Monday, January 4, 2010


My Life As An Independent Film Producer
by Sidney Pink

Just before we left for Rome to start MADIGAN'S MILLIONS, Mitch Grayson phoned me from Hollywood with news he had signed a contract for the development of the AUGIE MARCH script. MGM had budgeted $25,000 for the project but totally refused to discuss Stephen Spielberg as the director and co-scripter. Mitch was very upset since he felt about Stephen as I had felt about Dustin. But he announced he had found the perfect lead for A THOUSAND AND ONE NIGHTS, Jeff Cooper. He was so damned excited you would think he had found another Tyrone Power. I authorized him to sign Jeff Cooper to a multi-picture contract with options, but the only real commitment was for $1,000 a week for the eight weeks of NIGHTS.
Mitch returned five days later with his future star in tow and took personal charge of the production of the film. I assigned the director to Jose Maria Elorietta and my son Philip took the role of assistant to the producer. We shipped that crew down to Granada and NIGHTS became the first movie permitted to shoot in the Alhambra palace of the Moors. The picture was in production simultaneously with MADIGAN, so I received progress reports nightly from Philip by telephone since I was unable to leave the set in Rome.
That was a hairy time for us. MADIGAN was not going well as Dustin was a time bomb held in check only by my constant presence on the set, and my son's reports on the progress in Granada were troublesome. Despite my discussions with him, Mitch hadn't learned how to work with Elorietta, who as usual began drinking more and more until it got to where he started early in the morning. In only three weeks, they were behind schedule by eight days, and the find of the century, Jeff Cooper, was as clumsy as he was unphotogenic. I now had two potential disasters on my hands and was unable to do much about it. But since my problem in Granada seemed easiest to remedy, I flew there on an overnight milk flight from Rome. I arrived in the middle of the night, was met by my son, and went to our hotel headquarters.

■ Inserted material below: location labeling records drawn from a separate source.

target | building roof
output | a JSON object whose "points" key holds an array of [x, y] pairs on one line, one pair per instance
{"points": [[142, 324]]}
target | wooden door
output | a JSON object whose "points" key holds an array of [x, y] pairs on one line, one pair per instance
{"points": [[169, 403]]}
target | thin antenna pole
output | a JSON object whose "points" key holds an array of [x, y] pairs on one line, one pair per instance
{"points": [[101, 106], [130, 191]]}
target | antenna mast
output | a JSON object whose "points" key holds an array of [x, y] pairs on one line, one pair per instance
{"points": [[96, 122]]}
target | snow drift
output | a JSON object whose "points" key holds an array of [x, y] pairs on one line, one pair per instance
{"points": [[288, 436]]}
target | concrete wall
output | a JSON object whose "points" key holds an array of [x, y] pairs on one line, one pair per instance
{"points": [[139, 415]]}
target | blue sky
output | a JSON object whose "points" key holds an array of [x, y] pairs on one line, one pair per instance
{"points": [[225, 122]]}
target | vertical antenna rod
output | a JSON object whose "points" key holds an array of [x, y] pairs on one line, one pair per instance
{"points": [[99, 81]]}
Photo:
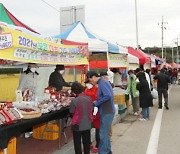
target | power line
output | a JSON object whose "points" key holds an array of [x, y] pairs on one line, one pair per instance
{"points": [[162, 23], [50, 5]]}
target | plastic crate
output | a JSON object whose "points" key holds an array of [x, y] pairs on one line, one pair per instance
{"points": [[128, 104], [46, 132], [11, 146], [119, 99]]}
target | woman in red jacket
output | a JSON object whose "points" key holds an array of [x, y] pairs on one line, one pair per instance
{"points": [[92, 91]]}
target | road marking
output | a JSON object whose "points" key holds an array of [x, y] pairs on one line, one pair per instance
{"points": [[154, 138]]}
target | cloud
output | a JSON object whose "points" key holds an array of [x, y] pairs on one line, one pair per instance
{"points": [[111, 19]]}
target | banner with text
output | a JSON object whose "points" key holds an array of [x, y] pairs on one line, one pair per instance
{"points": [[19, 46], [117, 60]]}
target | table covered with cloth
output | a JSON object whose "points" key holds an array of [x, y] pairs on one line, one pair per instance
{"points": [[14, 129]]}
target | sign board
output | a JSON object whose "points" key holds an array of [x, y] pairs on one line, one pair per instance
{"points": [[117, 60], [19, 46], [70, 15]]}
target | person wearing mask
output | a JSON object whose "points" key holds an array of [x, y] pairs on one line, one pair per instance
{"points": [[162, 88], [91, 91], [145, 97], [56, 79], [81, 113], [131, 88], [106, 77], [174, 76], [148, 71], [28, 81], [105, 103]]}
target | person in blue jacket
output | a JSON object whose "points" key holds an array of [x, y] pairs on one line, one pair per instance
{"points": [[105, 104]]}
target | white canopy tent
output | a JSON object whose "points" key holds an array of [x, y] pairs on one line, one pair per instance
{"points": [[133, 62]]}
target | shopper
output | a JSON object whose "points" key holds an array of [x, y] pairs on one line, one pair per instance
{"points": [[105, 76], [162, 88], [81, 112], [92, 91], [145, 98], [28, 81], [56, 79], [174, 76], [134, 93], [105, 103]]}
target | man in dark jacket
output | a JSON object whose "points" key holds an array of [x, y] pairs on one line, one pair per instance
{"points": [[56, 79], [162, 88], [105, 104]]}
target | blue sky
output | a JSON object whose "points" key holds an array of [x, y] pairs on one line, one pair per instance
{"points": [[111, 19]]}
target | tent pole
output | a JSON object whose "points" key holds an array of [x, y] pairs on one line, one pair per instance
{"points": [[107, 54]]}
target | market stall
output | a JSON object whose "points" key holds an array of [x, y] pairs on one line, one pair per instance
{"points": [[133, 62], [144, 60], [18, 46]]}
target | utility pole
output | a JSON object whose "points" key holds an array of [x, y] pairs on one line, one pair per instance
{"points": [[137, 43], [162, 24], [177, 53]]}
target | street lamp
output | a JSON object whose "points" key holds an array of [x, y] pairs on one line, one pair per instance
{"points": [[137, 44], [173, 51]]}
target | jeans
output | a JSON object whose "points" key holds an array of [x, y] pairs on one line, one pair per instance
{"points": [[85, 136], [145, 112], [105, 124], [174, 80], [165, 94], [135, 103]]}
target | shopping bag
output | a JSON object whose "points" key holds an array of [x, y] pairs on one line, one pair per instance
{"points": [[154, 94]]}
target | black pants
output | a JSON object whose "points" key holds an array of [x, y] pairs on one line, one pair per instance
{"points": [[97, 138], [85, 136], [165, 94]]}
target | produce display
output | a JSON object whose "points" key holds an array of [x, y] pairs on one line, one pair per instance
{"points": [[25, 108], [56, 100], [9, 116], [29, 113]]}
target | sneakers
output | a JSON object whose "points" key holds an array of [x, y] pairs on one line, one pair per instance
{"points": [[94, 150], [91, 146], [28, 134], [167, 108], [136, 114], [142, 119]]}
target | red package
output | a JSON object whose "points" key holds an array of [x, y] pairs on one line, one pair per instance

The next morning I looked at some footage, and Jeff Cooper was worse than I thought. He had two left feet, and his sword fighting and acrobatics made him look like Grandma Moses without her paintbrushes. I called Mitch and Elorietta together and laid down the law. Elorietta had to stop drinking immediately, and Mitch was to stop interfering with the direction of the picture. He was production head, and his only responsibility was to see that Elorietta got everything he needed and stayed on budget and on schedule. I told them they had to make up the lost time or I would replace them. Elorietta knew me well enough to know that I not only meant it but that I was perfectly capable of taking over the direction myself. He agreed to stay sober if I would keep Mitch out of the artistic end and allow Elorietta to run the set as he had always done. We all agreed, although Mitch pouted childishly at losing face in his debut as producer.
I arranged for construction of the palace interiors in the Madrid studios so we could get off that expensive location. It is always much cheaper to work in the studio, even with the cost of constructing the sets and the studio rental. Control lies in your hands and you can shoot twenty-four hours a day if you wish. Lighting is easier, crews are smaller, and the cost of maintaining a crew away from home can become a major expense. I left Granada satisfied we could bring the film in on budget. I instructed Elorietta to use a double in every action scene of our hero and use Jeff only for close-ups, and that is how it finished.
[With this portrait of Jeff Cooper as physcially incompetent, the mystery of why he was cast opposite David Carradine in CIRCLE OF IRON, a film originally developed for Bruce Lee, deepens.]